Jake Highton raised the bar. If his students at the University of Nevada, Reno journalism school managed to clear it, well, that was the minimum to be expected. As the obit notes, it was enough to warrant a C grade — average — a metaphor for both the excellence he demanded of journalists and for the inflated grades handed out by other teachers. Here’s a great story of a grade he gave the school president.

If his students were to carry the weight of the First Amendment, then they needed strength — not coddling. They’ll tell you the same.

I knew Jake Highton from his columns in the Sparks Tribune, and what columns they were.

Our well-thumbed copy of Nevada Newspaper Days.

If you’re not in the habit of reading the editorial pages of the Sparks Tribune, it has carried on for the past couple of decades a lively, irreverent debate among raging liberals, starch conservatives, wacky intellectuals and working-man prophets. Jake Highton left no doubt where he stood.

I also knew Jake Highton from his 1990 book, “Nevada Newspaper Days, A History of Journalism in the Silver State.”

Most of what I know about newspapers in Nevada comes from that book, and I refer to it at least once a week. I’m confident that if it appears in Highton’s book, it must be true.

Of course, the former editorial writer couldn’t resist offering a few of his own opinions as he was recounting the history of journalism, especially when evaluating the coverage he was seeing in his community at the time.

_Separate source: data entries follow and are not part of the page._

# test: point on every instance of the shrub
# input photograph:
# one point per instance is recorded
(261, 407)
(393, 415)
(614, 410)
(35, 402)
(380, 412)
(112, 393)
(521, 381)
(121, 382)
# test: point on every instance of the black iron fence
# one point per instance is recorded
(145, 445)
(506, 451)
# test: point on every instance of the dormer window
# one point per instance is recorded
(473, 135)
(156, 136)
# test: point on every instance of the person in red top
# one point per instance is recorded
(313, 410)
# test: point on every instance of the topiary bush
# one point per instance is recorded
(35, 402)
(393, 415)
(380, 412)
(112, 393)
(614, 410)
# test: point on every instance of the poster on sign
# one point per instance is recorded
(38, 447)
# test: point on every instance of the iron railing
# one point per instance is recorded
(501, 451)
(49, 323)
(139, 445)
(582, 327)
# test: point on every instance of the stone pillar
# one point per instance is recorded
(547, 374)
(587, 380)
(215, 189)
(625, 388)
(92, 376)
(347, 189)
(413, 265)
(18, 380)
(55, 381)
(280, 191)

“The joke among those in the journalistic know is that it would be wonderful if the Gazette-Journal would open a Reno bureau now that it has one in Sparks,” he wrote.

And I knew Jake Highton because his respect for the profession, the written word and the importance of an informed citizenry reminded me of the people who shaped my own career.

We were talking just this week — Geoff Dornan, reporter for the Nevada Appeal, and on a separate occasion Ben Botkin, reporter for the Las Vegas Review-Journal — of copy editors and assistant city editors from our past who barked their critiques of our copy across the newsrooms.

Their voices stay with us long after they have gone.

Barry Smith

Barry Smith, a former reporter and editor in Illinois, Colorado and Nevada, is executive director of the Nevada Press Association.